Six months after Cyclone Idai struck, Zimbabweans are recounting the costs of and taking steps to recover from the devastation caused by the deadly tropical cyclone that “saw water defying mountains” and affected more than a quarter of a million lives.
In the months after Cyclone Idai, one of the worst tropical cyclones to hit the country, scarred mountains remain in Chimanimani and Chipinge districts of Manicaland province, with some impassable roads and many lives lost.
Acting Manicaland provincial development coordinator Edgar Seenza says the devastation was “beyond imagination”.
“The destruction was beyond our wildest imagination as we could not have foretold the magnitude of the cyclone that saw water defying mountains resulting in mudslides,” Seenza recalled of the first days after Cyclone Idai made landfall.
More than 600 millimeters of rain was received in the districts during the three fateful days in March 2019. In normal month during the rainy season the area receives between 200 and 250mm of rain.
Approximately 270,000 people were affected in the mountainous region, with estimated direct damages of US$622 million.
The cyclone significantly damaged infrastructure, properties, crops, and livestock. It is estimated that to “build back better” requires up to US$1.1 billion.
Affected communities are slowly trying to return life back to normal – thanks to support from well-wishers.
Schools have reopened with inadequate infrastructure and resources in an attempt for normalcy.
As the recovery process unfolds new initiatives and financial resources are required to reclaim livelihoods, rebuild infrastructure and ensure that a similar calamity never has the same devastating consequences.
In one such initiatives, a new World Bank-funded multi-sector operation seeks to advance recovery and resilience building to prevent a development crisis.
The financing will help mitigate the impact of Cyclone Idai on the nine most affected districts of Zimbabwe.
In response to developmental assistance required by the most affected communities, the World Bank approved an exceptional allocation of US$72 million to the Zimbabwe Idai Recovery Project (ZIRP), which aims to “address the early and medium-term resilient disaster recovery needs of cyclone-affected people.”
ZIRP, which is financed through an International Development Association grant, became effective in July and was formally launched in Harare in September.

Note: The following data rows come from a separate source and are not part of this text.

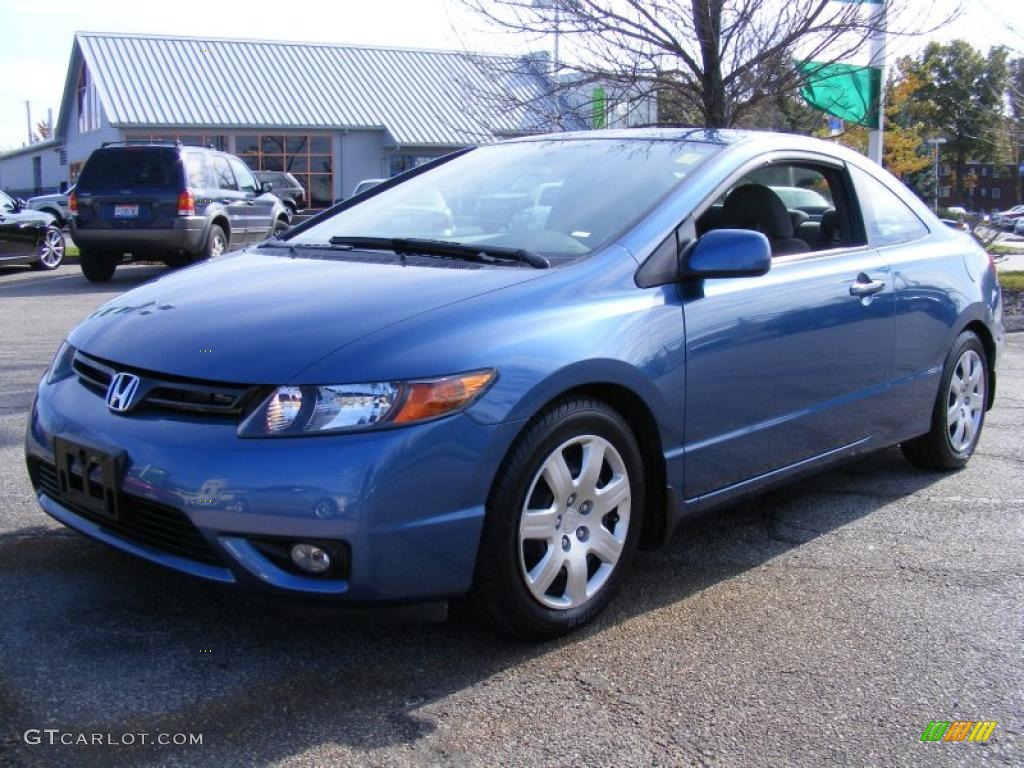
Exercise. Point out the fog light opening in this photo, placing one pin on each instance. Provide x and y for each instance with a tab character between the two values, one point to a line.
310	558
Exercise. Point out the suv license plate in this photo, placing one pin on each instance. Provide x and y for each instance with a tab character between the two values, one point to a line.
88	478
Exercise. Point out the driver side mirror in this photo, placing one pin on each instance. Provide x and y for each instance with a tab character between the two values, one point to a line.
727	253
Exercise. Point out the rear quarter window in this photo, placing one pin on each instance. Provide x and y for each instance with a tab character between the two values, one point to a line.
888	219
131	168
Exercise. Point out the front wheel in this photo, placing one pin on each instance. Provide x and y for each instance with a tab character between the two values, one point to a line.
960	410
562	521
51	251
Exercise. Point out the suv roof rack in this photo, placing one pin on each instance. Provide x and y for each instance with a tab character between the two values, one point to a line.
161	141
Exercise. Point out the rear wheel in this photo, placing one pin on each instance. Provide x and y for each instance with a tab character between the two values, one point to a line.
97	267
960	409
216	243
562	522
51	251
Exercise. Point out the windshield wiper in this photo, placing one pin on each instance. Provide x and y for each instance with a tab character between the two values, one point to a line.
470	252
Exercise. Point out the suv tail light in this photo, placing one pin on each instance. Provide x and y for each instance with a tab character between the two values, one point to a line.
186	203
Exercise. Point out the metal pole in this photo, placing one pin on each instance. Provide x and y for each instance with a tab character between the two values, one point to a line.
878	53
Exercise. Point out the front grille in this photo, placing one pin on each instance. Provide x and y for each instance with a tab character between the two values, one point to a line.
167	392
140	520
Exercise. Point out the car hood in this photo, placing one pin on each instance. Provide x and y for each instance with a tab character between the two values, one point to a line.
260	318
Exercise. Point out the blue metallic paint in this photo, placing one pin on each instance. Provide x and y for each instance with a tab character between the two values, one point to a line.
750	381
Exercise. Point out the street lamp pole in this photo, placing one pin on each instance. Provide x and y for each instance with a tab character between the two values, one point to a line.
937	142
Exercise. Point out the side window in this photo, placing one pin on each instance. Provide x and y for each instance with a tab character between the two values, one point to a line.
888	219
222	173
247	182
198	171
801	208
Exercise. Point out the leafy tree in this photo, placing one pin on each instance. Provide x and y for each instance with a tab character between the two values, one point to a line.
712	62
962	98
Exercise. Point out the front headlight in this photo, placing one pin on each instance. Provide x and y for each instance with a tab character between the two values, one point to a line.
60	368
298	411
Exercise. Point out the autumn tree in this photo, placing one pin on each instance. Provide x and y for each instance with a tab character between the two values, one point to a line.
712	62
962	99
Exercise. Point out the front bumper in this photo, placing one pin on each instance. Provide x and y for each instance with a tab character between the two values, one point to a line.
187	235
407	504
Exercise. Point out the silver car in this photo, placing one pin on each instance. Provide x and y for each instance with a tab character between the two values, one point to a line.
55	205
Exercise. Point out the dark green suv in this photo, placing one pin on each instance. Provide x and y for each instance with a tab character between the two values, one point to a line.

“The project will utilize the bank’s comparative advantage in medium-term recovery and resilience building, facilitation of the Humanitarian-Development-Peace nexus initiative and marks its first ever integrated engagement with a range of UN agencies under one project umbrella, while being closely coordinated by the government,” World Bank regional director for social, urban and rural resilience Ede Jorge Ijjasz-Vasquez said on Wednesday.
Through a surge of high-impact and immediate interventions in partnership with various United Nations agencies, the ZIRP aims to enhance the coping capacity of affected communities across multiple sectors such as water, sanitation, education, health and disaster risk mitigation and preparedness, benefitting as many as 270,000 people.
Drawing on experience from elsewhere in Africa, a Zimbabwe Recovery and Resilience Framework (ZRRF) is proposed to contribute to the strengthening of Zimbabwe’s capacity and systems for recovery and resilience coordination and disaster risk management and mitigation.
It is envisaged that once developed this framework will be scaled-up and applied more widely to support recovery and resilience-building across the country.
The ZRRF will identify recovery and resilience building priorities and propose a financing approach and institutional arrangements by which can be acted on by the government and its international partners.